CHICAGO In a move to shore up its lead in Alzheimer's diagnostics, Eli Lilly and Co on Wednesday said it will acquire two imaging agents from Siemens designed to light up brain deposits of tau, an Alzheimer's protein linked with cell death.
The two agents are radiopharmaceutical tracers, which are used with positron emission tomography, or PET scans, to highlight specific proteins in the brain. Terms of the deal with the conglomerate's Siemens Medical Solutions USA unit were not disclosed.
In April 2012, Lilly became the first company to win U.S. marketing approval for use of its radioactive tracer known as Amyvid to detect the presence of brain plaques made up of the protein beta amyloid, an early sign of Alzheimer's disease.
The deal with Siemens follows the announcement last April of a research collaboration between General Electric Co's GE Healthcare Medical Diagnostics business and Clino Ltd, a venture of Japan's Tohoku University, to develop imaging tracers that can identify the presence of tau proteins in people with Alzheimer's.
Like the GE deal, the goal of Lilly's acquisition is to develop imaging agents that speed the development of effective treatments for Alzheimer's.
Lilly said it plans to use the new technology first in its Alzheimer's drug research and development programs. The company also has the option to commercialize the tracers, which are meant to be used with PET scanners.
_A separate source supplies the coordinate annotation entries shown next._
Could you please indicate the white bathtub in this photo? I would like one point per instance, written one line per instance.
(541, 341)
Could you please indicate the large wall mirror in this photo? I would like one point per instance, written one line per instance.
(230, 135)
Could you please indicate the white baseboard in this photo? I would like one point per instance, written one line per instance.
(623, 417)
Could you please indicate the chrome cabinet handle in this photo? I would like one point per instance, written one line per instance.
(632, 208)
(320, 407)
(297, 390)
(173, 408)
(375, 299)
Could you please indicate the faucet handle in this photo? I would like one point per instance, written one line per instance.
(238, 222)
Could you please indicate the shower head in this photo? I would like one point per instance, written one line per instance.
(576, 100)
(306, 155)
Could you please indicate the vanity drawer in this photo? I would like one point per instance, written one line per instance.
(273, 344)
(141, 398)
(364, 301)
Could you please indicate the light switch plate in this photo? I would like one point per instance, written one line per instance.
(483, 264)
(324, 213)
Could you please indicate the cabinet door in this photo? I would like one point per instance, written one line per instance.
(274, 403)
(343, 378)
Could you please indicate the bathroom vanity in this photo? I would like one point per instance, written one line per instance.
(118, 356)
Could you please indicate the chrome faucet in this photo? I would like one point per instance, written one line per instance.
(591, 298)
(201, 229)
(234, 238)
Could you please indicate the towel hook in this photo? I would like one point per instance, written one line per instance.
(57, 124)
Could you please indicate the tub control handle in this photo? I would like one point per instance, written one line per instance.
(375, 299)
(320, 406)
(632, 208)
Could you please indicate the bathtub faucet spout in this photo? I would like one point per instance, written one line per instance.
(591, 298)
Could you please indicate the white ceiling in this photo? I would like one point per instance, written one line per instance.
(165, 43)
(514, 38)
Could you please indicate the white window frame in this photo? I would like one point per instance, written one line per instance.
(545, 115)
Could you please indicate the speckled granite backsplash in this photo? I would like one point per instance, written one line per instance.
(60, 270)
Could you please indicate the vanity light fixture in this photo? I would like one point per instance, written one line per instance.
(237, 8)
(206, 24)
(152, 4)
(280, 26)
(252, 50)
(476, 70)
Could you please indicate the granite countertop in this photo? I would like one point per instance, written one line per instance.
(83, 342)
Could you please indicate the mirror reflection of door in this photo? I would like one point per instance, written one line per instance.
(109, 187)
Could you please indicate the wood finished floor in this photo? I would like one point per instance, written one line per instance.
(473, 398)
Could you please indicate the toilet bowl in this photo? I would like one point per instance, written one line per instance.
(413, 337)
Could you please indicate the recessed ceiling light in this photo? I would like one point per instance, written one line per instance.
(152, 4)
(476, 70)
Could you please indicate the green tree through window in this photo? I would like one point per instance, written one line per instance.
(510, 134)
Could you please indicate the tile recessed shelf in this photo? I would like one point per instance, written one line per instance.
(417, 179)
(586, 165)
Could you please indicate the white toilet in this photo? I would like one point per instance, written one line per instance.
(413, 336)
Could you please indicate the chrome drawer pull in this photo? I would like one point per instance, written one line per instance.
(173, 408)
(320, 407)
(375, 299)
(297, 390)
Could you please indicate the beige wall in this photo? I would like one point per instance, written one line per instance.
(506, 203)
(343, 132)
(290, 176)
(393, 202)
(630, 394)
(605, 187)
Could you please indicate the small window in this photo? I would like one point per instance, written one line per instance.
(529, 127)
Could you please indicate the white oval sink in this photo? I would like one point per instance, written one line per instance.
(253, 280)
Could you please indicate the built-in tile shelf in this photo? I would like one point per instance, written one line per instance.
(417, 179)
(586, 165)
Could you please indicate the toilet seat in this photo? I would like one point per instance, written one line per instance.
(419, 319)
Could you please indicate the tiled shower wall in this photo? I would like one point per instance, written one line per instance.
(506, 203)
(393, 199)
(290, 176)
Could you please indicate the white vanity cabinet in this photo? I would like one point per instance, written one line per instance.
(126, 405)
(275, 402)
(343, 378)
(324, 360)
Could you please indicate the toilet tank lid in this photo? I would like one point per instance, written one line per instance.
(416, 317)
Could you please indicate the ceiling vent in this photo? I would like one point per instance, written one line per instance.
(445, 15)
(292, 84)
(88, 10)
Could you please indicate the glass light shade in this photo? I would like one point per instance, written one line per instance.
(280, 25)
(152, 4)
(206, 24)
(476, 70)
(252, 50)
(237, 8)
There are currently no approved diagnostics that can detect tau in living patients, which makes research difficult. Typically detected during an autopsy, tau is known for forming tangles inside brain cells. The protein is believed to develop later in the progression of Alzheimer's, when the disease has begun to kill off brain cells.
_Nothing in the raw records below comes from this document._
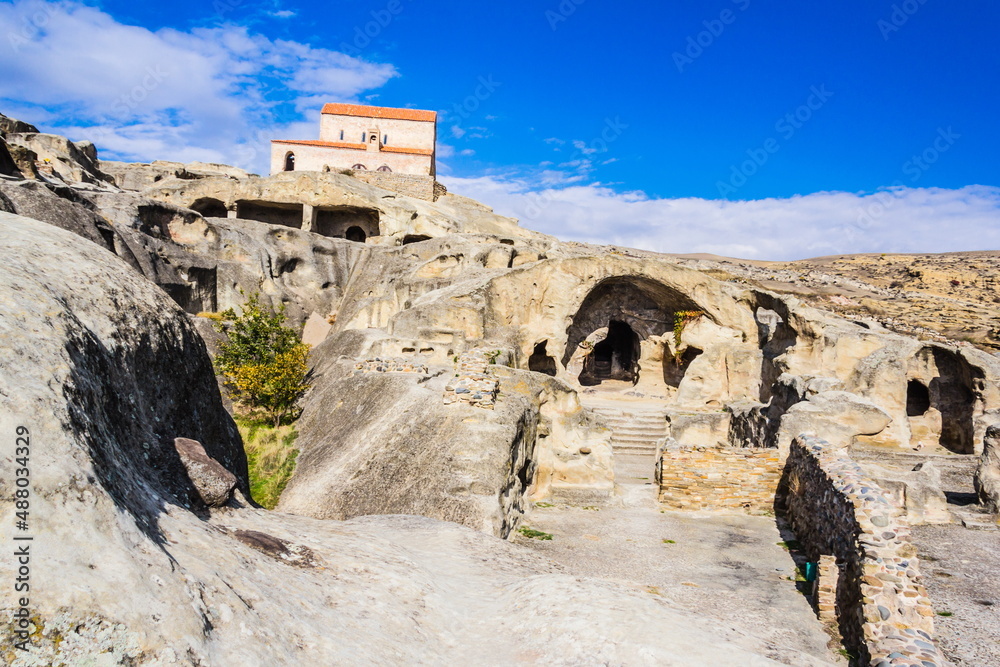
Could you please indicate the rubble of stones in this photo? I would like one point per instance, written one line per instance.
(473, 383)
(395, 365)
(870, 534)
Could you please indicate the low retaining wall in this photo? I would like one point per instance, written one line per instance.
(709, 478)
(882, 609)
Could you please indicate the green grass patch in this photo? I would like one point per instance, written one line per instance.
(271, 455)
(790, 545)
(534, 534)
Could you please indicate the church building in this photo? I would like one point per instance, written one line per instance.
(363, 138)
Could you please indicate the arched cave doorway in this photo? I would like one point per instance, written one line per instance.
(355, 233)
(918, 398)
(614, 358)
(540, 361)
(210, 208)
(624, 325)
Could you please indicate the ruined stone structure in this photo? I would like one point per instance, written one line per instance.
(881, 607)
(613, 368)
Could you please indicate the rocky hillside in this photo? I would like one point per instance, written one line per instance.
(944, 297)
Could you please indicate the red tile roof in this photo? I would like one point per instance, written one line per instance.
(326, 144)
(379, 112)
(358, 147)
(410, 151)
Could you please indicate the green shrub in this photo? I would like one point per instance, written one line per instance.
(262, 363)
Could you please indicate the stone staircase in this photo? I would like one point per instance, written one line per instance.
(634, 434)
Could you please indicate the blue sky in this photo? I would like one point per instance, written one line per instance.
(743, 127)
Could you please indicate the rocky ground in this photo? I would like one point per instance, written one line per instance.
(726, 567)
(960, 568)
(949, 296)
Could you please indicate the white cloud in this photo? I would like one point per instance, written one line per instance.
(206, 94)
(824, 223)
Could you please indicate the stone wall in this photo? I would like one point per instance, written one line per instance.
(410, 185)
(883, 611)
(709, 478)
(473, 382)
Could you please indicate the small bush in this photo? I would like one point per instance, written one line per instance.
(534, 534)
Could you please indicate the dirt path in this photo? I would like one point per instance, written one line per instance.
(727, 567)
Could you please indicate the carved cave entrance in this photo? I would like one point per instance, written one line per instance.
(942, 400)
(614, 358)
(623, 327)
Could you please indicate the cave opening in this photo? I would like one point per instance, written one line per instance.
(918, 398)
(614, 358)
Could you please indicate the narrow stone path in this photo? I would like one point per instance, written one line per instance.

Because the presence of tau often signals the advance of Alzheimer's in the brain, Dan Skovronsky, chief executive of Avid Radiopharmaceuticals, Lilly's wholly owned subsidiary focused on molecular imaging, sees the compounds as a potential way of measuring whether an experimental treatment is working.
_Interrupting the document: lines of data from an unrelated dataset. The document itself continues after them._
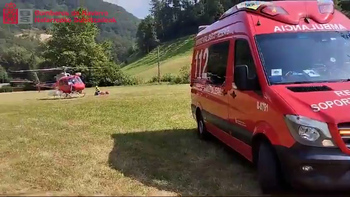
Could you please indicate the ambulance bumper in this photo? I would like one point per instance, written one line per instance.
(315, 169)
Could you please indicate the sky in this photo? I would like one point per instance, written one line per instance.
(139, 8)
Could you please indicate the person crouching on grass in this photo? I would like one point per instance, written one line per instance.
(97, 91)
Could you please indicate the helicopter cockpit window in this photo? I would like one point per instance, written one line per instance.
(73, 80)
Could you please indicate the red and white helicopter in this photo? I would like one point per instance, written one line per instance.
(66, 85)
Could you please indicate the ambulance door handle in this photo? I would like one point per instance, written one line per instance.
(233, 94)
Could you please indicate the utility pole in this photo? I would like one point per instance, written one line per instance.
(158, 66)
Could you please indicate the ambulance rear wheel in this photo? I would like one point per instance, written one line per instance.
(201, 129)
(269, 171)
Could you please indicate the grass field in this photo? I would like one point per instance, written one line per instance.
(173, 56)
(136, 141)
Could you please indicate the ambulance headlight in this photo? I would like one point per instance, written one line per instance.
(309, 132)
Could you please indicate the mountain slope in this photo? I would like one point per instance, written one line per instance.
(173, 55)
(122, 33)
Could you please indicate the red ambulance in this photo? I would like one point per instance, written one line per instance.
(271, 79)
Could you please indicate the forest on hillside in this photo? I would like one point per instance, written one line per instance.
(122, 34)
(170, 19)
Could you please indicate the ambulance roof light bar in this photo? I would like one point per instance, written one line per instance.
(325, 6)
(254, 6)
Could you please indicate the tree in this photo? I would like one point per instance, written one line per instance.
(74, 44)
(3, 75)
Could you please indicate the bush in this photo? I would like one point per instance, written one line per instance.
(153, 79)
(185, 74)
(6, 89)
(167, 78)
(127, 80)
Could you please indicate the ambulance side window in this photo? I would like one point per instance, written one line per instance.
(243, 56)
(217, 62)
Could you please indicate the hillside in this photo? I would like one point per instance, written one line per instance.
(122, 33)
(173, 56)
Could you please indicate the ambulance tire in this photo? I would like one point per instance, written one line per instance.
(203, 134)
(269, 171)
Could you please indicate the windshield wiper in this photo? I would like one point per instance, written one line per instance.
(305, 82)
(295, 82)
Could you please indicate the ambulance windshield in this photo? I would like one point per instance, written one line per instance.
(307, 57)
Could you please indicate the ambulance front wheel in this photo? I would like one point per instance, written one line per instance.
(201, 129)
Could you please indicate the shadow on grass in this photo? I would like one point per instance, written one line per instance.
(175, 160)
(57, 98)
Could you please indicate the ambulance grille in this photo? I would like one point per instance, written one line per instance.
(309, 88)
(344, 131)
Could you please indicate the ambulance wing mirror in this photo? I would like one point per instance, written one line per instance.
(241, 79)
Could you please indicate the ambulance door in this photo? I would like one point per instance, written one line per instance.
(243, 104)
(215, 107)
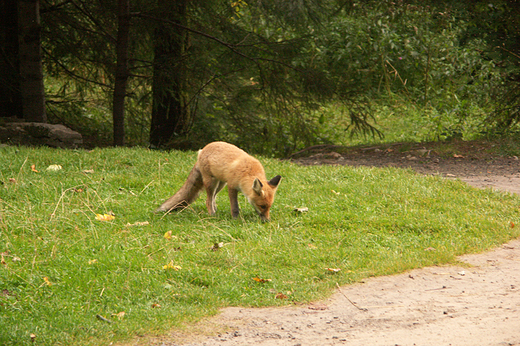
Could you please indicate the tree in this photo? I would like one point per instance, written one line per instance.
(31, 69)
(170, 114)
(10, 93)
(121, 74)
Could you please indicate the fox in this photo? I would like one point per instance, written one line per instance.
(221, 163)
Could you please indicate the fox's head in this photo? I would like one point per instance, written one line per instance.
(263, 196)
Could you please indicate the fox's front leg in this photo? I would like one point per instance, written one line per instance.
(233, 199)
(212, 188)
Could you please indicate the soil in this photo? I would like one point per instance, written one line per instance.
(474, 303)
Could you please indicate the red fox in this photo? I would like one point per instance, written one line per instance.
(221, 163)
"It could answer one of the major unmet needs in Alzheimer's disease, which is a marker for disease progression and treatment response," Skovronsky said in an interview.
While amyloid accumulates early in Alzheimer's and then remains stable, autopsy studies suggest that tau increases as symptoms get worse, he said.
Skovronsky envisions using tau tangles as a surrogate marker for disease progression, in much the same way that cholesterol buildup in the arteries is used as a marker for heart disease.
"It's early and we don't know if that would work or not, but that is a pretty exciting hope," said Skovronsky, whose team is charged with validating and developing the tracers.
So far, no drug has been found to prevent the advance of Alzheimer's, the leading cause of dementia that now affects some 5 million Americans and 38 million people worldwide.
Lilly is developing a number of experimental Alzheimer's treatments, including solanezumab, which is now being tested in a number of trials among patients with very early Alzheimer's.